As teorias da conspiração se propagam porque são muito mais interessantes do que a dura realidade. Mesmo assim, me surpreendo no ônibus com o tema do momento: as artimanhas por trás da Nota Paraná. Era de se pensar que, em tempos de crise, qualquer troco recebido no fim do ano seria bem-vindo. Mas não.
“É um jeito de o governo controlar o que a gente gasta”, avisa um passageiro. “Ah é? Não tinha pensado nisso. Bom saber”, comemora a cobradora. “Se você ganha R$ 500 e gasta R$ 600, vão querer saber como é que está fazendo”, explica o prestativo viajante.
O grande irmão olha sobre nós, diria George Orwell. Claro que a bisbilhotice nas contas do cidadão até poderia ser feita, mas, como lembra o colega Fernando, fonte de informações constante para essa coluna, “eles têm mais com que se preocupar”.
O Fernando é quem lança essa explicação convincente que me ocorre aplicar a fenômenos brasileiros como a Revolta da Vacina. “A conspiração é bem mais atraente do que a realidade.”

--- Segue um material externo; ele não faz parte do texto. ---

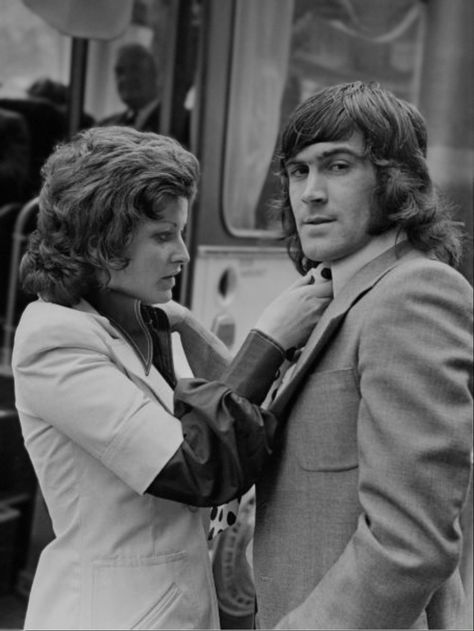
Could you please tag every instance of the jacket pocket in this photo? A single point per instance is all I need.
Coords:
(325, 419)
(154, 616)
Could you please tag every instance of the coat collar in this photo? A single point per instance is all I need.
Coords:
(359, 284)
(131, 360)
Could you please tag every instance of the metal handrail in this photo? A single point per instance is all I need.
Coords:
(18, 238)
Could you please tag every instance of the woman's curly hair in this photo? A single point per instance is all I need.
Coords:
(395, 139)
(96, 189)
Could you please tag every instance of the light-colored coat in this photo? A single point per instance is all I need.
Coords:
(357, 521)
(98, 430)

O ano era 1904 e a varíola matava a rodo. O Rio de Janeiro, um grande polo urbano. Acreditar que se tratava realmente de uma campanha de imunização (ideia do sanitarista Oswaldo Cruz) não dava muito Ibope. Fazia mais sentido desconfiar do conteúdo das seringas – na época, os agentes entraram à força na casa das pessoas, e a revolta fez 30 mortos. O resultado foi, sim, imunização, mas a um grande preço social.

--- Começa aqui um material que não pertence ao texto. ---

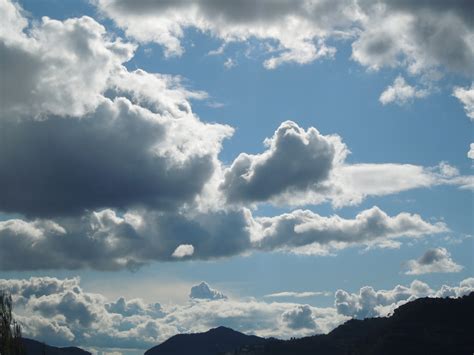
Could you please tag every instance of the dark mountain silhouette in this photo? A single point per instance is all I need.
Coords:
(425, 326)
(33, 347)
(215, 341)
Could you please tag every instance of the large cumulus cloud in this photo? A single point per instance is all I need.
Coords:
(106, 241)
(295, 160)
(107, 168)
(302, 167)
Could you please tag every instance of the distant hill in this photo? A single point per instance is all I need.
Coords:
(434, 326)
(33, 347)
(215, 341)
(425, 326)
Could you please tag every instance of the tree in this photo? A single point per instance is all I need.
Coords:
(10, 329)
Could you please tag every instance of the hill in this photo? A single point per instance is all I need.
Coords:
(215, 341)
(424, 326)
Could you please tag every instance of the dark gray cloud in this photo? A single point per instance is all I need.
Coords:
(63, 166)
(105, 241)
(295, 160)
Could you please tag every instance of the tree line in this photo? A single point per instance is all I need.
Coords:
(10, 329)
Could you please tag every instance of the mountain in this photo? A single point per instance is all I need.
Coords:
(33, 347)
(424, 326)
(215, 341)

Outros exemplos mais leves mostram a preferência nacional pela imaginação. Como disse a Joana, contando das séries que assiste em casa e não a deixam estudar: “É a ficção nos ajudando a levar a vida”.

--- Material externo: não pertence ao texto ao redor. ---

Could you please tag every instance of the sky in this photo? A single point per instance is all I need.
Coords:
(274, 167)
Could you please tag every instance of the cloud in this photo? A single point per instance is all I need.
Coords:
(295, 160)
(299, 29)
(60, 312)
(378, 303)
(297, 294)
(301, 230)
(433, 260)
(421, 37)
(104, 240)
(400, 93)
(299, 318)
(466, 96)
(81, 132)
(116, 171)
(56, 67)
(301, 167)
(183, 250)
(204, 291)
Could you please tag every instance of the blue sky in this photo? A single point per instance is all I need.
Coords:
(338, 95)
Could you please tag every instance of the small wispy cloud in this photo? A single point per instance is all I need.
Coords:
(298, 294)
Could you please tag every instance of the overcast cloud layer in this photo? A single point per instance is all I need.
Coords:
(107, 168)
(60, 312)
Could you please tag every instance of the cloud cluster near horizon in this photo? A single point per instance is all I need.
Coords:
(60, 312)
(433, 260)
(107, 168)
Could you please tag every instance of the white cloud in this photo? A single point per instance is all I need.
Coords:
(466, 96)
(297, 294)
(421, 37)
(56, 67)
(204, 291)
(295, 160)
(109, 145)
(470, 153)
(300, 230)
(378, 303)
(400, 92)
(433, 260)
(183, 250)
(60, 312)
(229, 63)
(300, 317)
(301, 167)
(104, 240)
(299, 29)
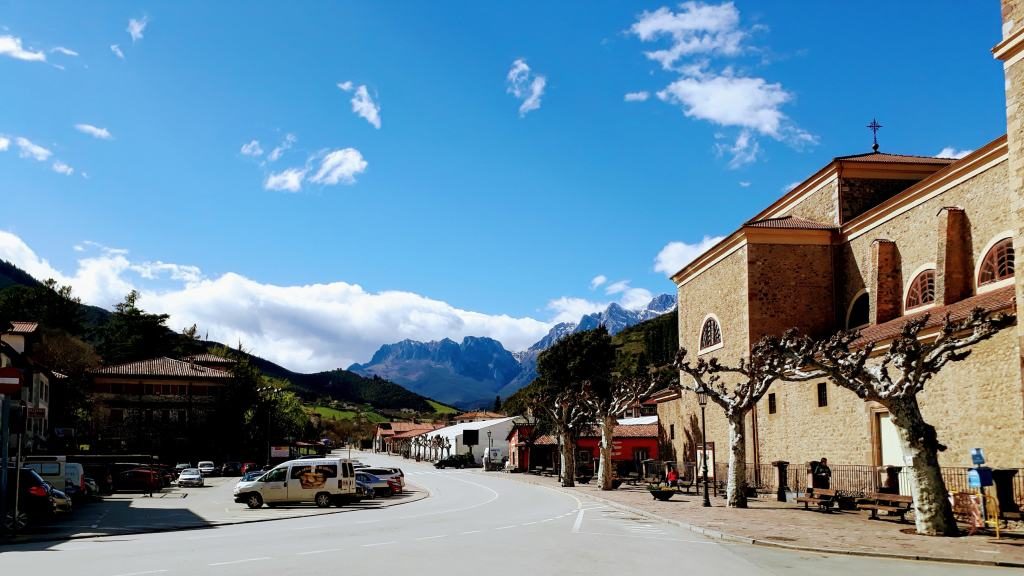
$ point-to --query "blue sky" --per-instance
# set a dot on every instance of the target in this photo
(491, 168)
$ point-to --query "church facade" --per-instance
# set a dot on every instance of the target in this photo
(870, 241)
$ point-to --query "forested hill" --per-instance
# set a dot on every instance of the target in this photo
(19, 299)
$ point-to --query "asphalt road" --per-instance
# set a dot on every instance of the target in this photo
(473, 523)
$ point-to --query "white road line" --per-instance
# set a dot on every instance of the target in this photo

Realmente, nada como uma boa história. E as narrativas artísticas estão mais do que nunca misturadas à vida real. São personagens que levam os nomes dos atores que os interpretam. Shows e mais shows biográficos. Universos fictícios que servem de base para a criação de novas histórias – como acontece no filme “O Pequeno Príncipe”, em cartaz nos cinemas. Ali, uma menina conhece o aviador de Saint-Éxupery e depois o “PP” já numa versão adolescente, numa criativa intertextualidade.
Quem reclama de o longa não ser “fiel” ao livro talvez não imagine que Shakespeare partiu de narrativas existentes à época para vesti-las com sua poesia. Quer dizer que originalidade ou a tal “fidelidade” não são sinônimos de, para rimar, qualidade. Aliás, diz que o bardo se baseava muito em notícias reais para seus escritos.
O que eu sei que é bem real são minhas férias, e é pra lá que eu vou. Aviso assim meus 10 leitores. Viu, Élcio?